Freese started the year slowly, hitting just .203 through the first two months. Since the start of June, Freese has hit .281 and he has hits in 15 of his last 21 games.

"I guess they call them slumps because you always get out of them," Freese said, "or hopefully you do."

Freese starred as a playoff hero in St. Louis in 2011 and has a 162-game average of 15 home runs and 80 RBIs in his career.

"We hope it's more than one swing," Scioscia said. "We hope that David Freese can finish the season swinging the bat to his capabilities. He's a much better hitter than a guy hitting .240."

Freese would not have even gotten the chance to win the game if Efren Navarro had reached in front of him. John McDonald was in the on-deck circle during Navarro's at-bat and Scioscia said a sacrifice bunt was "an option" if Navarro had reached.
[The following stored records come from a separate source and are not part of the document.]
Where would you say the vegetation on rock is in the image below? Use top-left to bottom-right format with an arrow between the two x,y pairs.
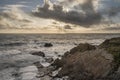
100,37 -> 120,71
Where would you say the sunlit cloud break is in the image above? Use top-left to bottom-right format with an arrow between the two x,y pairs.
0,0 -> 120,33
33,0 -> 102,27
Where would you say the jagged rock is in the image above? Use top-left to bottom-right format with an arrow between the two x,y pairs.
51,58 -> 64,69
44,43 -> 53,47
33,61 -> 44,68
100,37 -> 120,73
45,58 -> 54,63
37,67 -> 50,78
40,76 -> 52,80
53,43 -> 113,80
37,66 -> 55,78
69,43 -> 96,54
30,51 -> 45,57
100,37 -> 120,48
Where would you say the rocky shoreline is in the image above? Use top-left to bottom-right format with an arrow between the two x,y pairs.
29,37 -> 120,80
0,38 -> 120,80
52,37 -> 120,80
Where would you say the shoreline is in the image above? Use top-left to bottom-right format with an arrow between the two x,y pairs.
0,37 -> 120,80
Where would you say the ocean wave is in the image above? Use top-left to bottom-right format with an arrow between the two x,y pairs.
0,42 -> 26,46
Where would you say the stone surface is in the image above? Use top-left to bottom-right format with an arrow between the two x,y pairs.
44,43 -> 53,47
53,43 -> 114,80
40,76 -> 52,80
45,58 -> 54,63
31,51 -> 45,57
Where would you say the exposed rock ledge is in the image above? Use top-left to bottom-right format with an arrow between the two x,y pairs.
52,37 -> 120,80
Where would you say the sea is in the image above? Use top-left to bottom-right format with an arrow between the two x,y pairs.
0,33 -> 120,49
0,33 -> 120,80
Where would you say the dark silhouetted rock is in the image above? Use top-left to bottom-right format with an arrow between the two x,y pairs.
44,43 -> 53,47
12,73 -> 20,77
51,58 -> 64,69
45,58 -> 54,63
31,51 -> 45,57
33,61 -> 43,68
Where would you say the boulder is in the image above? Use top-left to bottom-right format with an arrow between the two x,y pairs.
45,58 -> 54,63
53,43 -> 114,80
44,43 -> 53,47
51,58 -> 64,69
40,76 -> 52,80
31,51 -> 45,57
69,43 -> 96,54
33,61 -> 43,68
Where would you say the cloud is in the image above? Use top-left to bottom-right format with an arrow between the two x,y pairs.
0,5 -> 54,29
32,0 -> 120,28
0,4 -> 27,11
105,27 -> 120,31
33,0 -> 102,27
64,25 -> 72,29
98,0 -> 120,16
0,0 -> 120,33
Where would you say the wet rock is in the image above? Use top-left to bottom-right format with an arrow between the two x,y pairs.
36,65 -> 56,78
40,76 -> 52,80
51,58 -> 64,69
45,58 -> 54,63
37,71 -> 45,78
12,72 -> 20,77
58,55 -> 62,57
44,43 -> 53,47
52,68 -> 61,77
33,61 -> 43,68
37,67 -> 53,77
31,51 -> 45,57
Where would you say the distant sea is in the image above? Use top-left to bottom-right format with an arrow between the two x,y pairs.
0,33 -> 120,51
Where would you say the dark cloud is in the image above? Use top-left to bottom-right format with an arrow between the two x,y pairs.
104,26 -> 120,31
33,0 -> 102,27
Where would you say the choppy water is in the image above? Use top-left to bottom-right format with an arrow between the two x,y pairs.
0,33 -> 120,80
0,33 -> 120,50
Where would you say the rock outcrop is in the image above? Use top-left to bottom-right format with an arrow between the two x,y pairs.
53,37 -> 120,80
44,43 -> 53,47
30,51 -> 45,57
100,37 -> 120,68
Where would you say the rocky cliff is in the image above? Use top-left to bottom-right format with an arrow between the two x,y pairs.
53,37 -> 120,80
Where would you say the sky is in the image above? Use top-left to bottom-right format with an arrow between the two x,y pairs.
0,0 -> 120,33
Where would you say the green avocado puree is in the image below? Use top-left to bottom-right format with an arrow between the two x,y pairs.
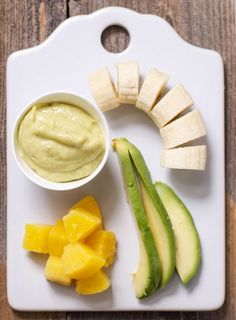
17,102 -> 105,182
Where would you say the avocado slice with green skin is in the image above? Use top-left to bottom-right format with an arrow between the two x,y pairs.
127,141 -> 176,287
155,181 -> 201,284
112,138 -> 161,299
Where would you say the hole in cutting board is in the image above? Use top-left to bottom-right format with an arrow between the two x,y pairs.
101,25 -> 130,53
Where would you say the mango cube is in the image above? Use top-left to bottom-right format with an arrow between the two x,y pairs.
71,195 -> 102,221
62,243 -> 105,279
45,256 -> 71,286
63,208 -> 101,243
22,224 -> 52,253
48,220 -> 69,257
75,269 -> 110,295
85,230 -> 117,267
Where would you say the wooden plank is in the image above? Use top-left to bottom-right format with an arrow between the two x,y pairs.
0,1 -> 67,319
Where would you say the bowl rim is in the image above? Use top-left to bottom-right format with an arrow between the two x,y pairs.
12,90 -> 110,191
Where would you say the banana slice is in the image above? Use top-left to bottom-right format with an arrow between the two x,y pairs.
160,146 -> 207,170
88,67 -> 120,112
151,84 -> 193,128
160,109 -> 206,149
136,68 -> 169,112
117,62 -> 139,104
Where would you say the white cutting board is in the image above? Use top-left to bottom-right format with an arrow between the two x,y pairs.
7,7 -> 225,311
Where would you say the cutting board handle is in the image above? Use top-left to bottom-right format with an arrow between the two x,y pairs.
85,7 -> 179,54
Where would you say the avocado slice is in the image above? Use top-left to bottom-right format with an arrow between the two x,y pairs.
127,141 -> 176,287
155,181 -> 201,284
113,139 -> 161,298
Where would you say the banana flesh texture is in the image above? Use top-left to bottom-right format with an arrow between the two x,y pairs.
160,110 -> 206,149
88,63 -> 207,170
151,84 -> 193,128
117,62 -> 139,104
89,68 -> 120,112
160,146 -> 207,170
136,68 -> 169,112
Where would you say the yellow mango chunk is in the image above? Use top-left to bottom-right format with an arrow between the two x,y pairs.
75,269 -> 110,295
48,220 -> 69,257
63,208 -> 101,243
45,256 -> 71,287
62,243 -> 105,279
71,195 -> 102,221
22,224 -> 52,253
85,230 -> 117,267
Navarro struck out and Freese sent the Angels to a 6-4 record on the homestand. It was the Angels' fifth straight homestand finishing .500 or better.

Angels starter Hector Santiago made it through 5 1/3 innings, allowing just one run on three hits. In the first inning, Ian Kinsler singled and scored on Victor Martinez's two-out double to right-center. After Martinez's double, Santiago sat down the next 14 Tigers before Jackson's single in the sixth.
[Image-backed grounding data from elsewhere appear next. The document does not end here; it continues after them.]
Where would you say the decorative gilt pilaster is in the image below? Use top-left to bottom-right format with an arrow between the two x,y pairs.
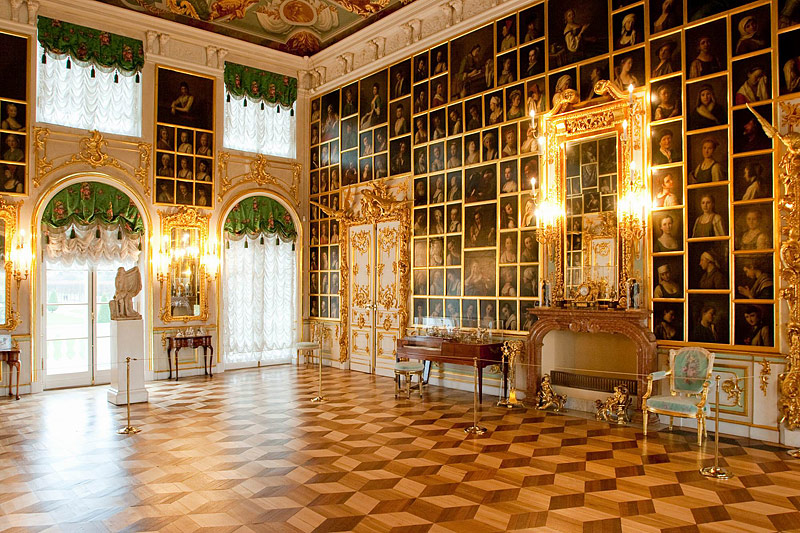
748,105 -> 800,432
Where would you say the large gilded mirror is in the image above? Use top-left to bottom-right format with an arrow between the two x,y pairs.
0,200 -> 19,329
538,81 -> 646,304
157,207 -> 211,322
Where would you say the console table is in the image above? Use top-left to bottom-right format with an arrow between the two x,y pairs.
165,335 -> 213,381
0,349 -> 21,400
526,308 -> 656,408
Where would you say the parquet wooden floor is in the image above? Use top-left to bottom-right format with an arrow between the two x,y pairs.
1,365 -> 799,532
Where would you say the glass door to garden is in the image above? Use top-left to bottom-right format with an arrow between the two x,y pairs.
43,262 -> 116,389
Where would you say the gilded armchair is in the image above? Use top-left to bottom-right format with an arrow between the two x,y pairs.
642,346 -> 714,445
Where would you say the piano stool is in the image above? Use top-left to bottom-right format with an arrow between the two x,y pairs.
296,341 -> 321,365
394,361 -> 425,399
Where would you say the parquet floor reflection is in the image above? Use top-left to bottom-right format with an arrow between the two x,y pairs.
1,365 -> 799,532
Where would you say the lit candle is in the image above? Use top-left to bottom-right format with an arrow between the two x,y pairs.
628,84 -> 634,104
531,177 -> 537,189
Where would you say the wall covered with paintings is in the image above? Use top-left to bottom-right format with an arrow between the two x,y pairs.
309,0 -> 795,357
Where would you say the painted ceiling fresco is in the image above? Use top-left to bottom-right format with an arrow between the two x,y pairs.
94,0 -> 414,56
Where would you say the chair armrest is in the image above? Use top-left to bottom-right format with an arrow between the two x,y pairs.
696,380 -> 711,409
650,370 -> 671,381
642,370 -> 671,401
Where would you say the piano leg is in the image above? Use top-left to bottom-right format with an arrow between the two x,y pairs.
422,360 -> 431,384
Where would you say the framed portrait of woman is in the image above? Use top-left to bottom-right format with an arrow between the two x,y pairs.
653,302 -> 683,341
463,250 -> 496,297
686,77 -> 727,131
732,54 -> 771,106
611,48 -> 646,89
479,299 -> 498,328
156,67 -> 214,130
687,186 -> 729,239
687,131 -> 727,184
685,20 -> 726,79
733,204 -> 773,251
390,59 -> 411,101
547,0 -> 608,68
450,25 -> 495,100
732,154 -> 772,201
688,241 -> 729,290
653,256 -> 683,299
413,237 -> 427,266
652,209 -> 683,253
650,0 -> 682,34
688,293 -> 729,345
731,5 -> 770,57
579,59 -> 610,102
613,5 -> 645,51
779,29 -> 800,95
520,4 -> 544,44
734,253 -> 774,300
359,69 -> 388,130
320,90 -> 340,142
650,78 -> 682,122
734,303 -> 774,347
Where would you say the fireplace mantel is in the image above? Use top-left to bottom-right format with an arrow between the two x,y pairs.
526,308 -> 657,405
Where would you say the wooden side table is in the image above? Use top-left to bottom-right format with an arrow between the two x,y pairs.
0,349 -> 21,400
165,335 -> 213,381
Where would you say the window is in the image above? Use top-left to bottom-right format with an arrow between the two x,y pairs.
37,43 -> 142,137
222,62 -> 298,159
224,98 -> 296,159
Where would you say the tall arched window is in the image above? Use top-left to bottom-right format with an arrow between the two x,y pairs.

The Angels tied the game in the fifth inning following a pair of Tigers mistakes. Erick Aybar reached on a one-out single to right field and advanced to second as Howie Kendrick bunted his way aboard.

Tigers starter Rick Porcello attempted to pick off Aybar at second but his errant throw ended up in center field, moving each runner up a base. After Jackson fielded the ball, he lofted a throw in to shortstop Eugenio Suarez, who received the ball facing away from home plate. Aybar never stopped running and tied the game as he caught the Tigers napping.

"I think that's the way speed helps you outside of just stealing the base," Scioscia said. "Erick ran hard, ran through third base and saw that Suarez, the shortstop, was just out there and not really locked into what really might happen."

Porcello threw seven innings of one-run ball, inducing nine groundouts that included two double plays. He struck out the last four Angels he faced and finished with six punchouts.